[whatwg] [media] startOffsetTime, also add startTime?

Mon Apr 2 17:21:43 PDT 2012

On Fri, 9 Mar 2012, Philip Jägenstedt wrote:
> On Thu, 08 Mar 2012 19:16:40 +0100, Ian Hickson <ian at hixie.ch> wrote:
> > On Thu, 8 Mar 2012, Philip Jägenstedt wrote:
> > > 
> > > I suggest the property offsetTime, defined as the stream time in 
> > > seconds which currentTime and duration are relative to.
> > 
> > I don't understand what this means. The currentTime is relative to the 
> > media timeline, which is UA-defined and "should" be based on the media 
> > timeline.
> 
> The BBC wrote a blog post [1] about how currentTime varies between 
> Firefox and Chrome. Opera does the same as Firefox here. You're right, 
> however, that the way "media timeline" doesn't make any guarantee that 
> currentTime starts at 0 or that duration is the duration. I think that 
> the implementations predate the "media timeline" concept, and I agree 
> with the BBC blog post that the Opera/Firefox behavior is better. 
> Controls written assuming that currentTime goes from 0 to duration won't 
> break and duration will actually mean duration.

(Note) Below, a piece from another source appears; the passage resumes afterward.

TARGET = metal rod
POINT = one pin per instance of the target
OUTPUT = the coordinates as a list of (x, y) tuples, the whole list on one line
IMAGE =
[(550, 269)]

Controls written assuming that currentTime goes from 0 to duration are 
going to look mighty ugly when dealing with infinite streams where the 
browser is only buffering the last 30 minutes, DVR-style. I don't think 
this is a sane assumption.

Or to put it another way: currentTime does always go from 0 to duration, 
and duration could be Infinity; but at any particular time, only a part of 
that is a seekable range.

> > > In practice it would often be understood as the "time since the 
> > > server began streaming" and would be useful to sync live streams 
> > > with out-of-band content simply by letting the out-of-band content 
> > > be relative to the start of the stream.
> > 
> > That "should" be zero. I can change that to a "must" if you like; it's 
> > a "should" because in some cases (e.g. MJPEG) you don't know what the 
> > media timeline is or how to interpret it, so there's no way to do it.
> 
> Which "should" are you referring to here?

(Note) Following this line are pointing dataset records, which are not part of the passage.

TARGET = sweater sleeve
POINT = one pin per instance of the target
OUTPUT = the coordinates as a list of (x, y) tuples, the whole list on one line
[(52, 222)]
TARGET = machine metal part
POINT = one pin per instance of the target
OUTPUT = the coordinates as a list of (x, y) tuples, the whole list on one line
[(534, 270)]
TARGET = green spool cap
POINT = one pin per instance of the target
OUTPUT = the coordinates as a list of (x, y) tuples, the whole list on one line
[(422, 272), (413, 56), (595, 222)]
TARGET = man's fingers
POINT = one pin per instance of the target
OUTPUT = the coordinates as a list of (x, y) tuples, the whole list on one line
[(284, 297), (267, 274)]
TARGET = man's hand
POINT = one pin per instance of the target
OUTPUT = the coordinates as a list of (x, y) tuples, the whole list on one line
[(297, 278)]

"If the media resource somehow specifies an explicit timeline whose origin 
is not negative, then the media timeline should be that timeline" and "In 
the absence of an explicit timeline, the zero time on the media timeline 
should correspond to the first frame of the media resource".

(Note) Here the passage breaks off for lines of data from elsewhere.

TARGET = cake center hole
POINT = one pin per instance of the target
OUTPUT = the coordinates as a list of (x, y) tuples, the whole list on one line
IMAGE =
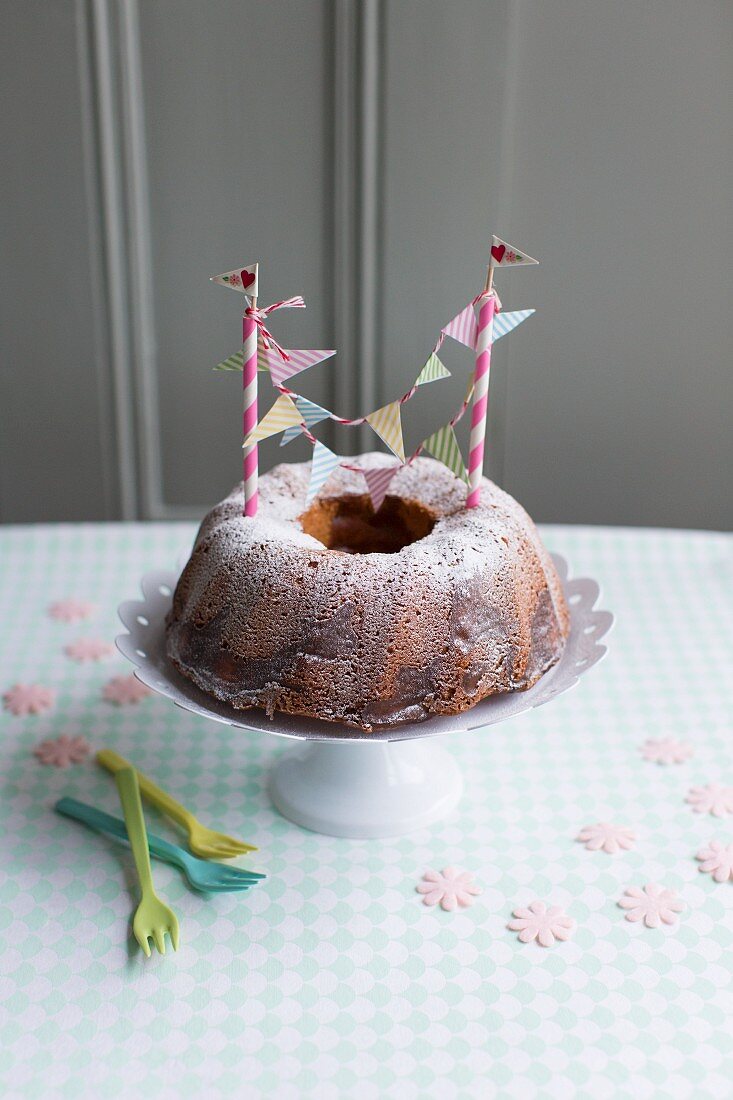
[(350, 525)]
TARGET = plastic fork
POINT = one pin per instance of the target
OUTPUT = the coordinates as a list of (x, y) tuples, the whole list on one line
[(210, 878), (153, 917), (203, 842)]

> I really don't know what startOffsetTime is intended for. AFAICT it's a 
> piece of metadata that you could just as well provide out-of-band, but 
> for convenience it is exposed via the DOM API. I think it could be handy 
> to have and would like to implement it, but I don't understand if it's 
> any different from other metadata like producer or location of a video.

The startOffsetTime is useful for controllers who want to display a 
controller with real times, e.g. like TiVo's DVR UI, even when the 
underlying media resource has some more or less arbitrary timeline.

e.g. if a TV station starts broadcasting on some Friday at 2pm, that would 
be its zero time for its timeline, but eight months later, a user joining 
that stream doesn't care that the stream is 21 megaseconds old -- they 
just want to see 14:20 as the time that corresponds to what was streaming 
at 2:20pm.

> > > However, knowing the date of a video is still useful, potentially 
> > > even for the streaming case, so we do want to expose the DateUTC 
> > > field from WebM. However, startOffsetTime is a bad name for it, 
> > > since it's not using the same unit as currentTime. I suggest 
> > > offsetDate, to go with offsetTime.
> > 
> > I don't mind renaming startOffsetTime if people think that would help. 
> > I don't think "offsetDate" is any clearer though.
> > 
> > How about "mediaTimelineOriginDate"?
> 
> Simply "originDate" or "startDate", perhaps?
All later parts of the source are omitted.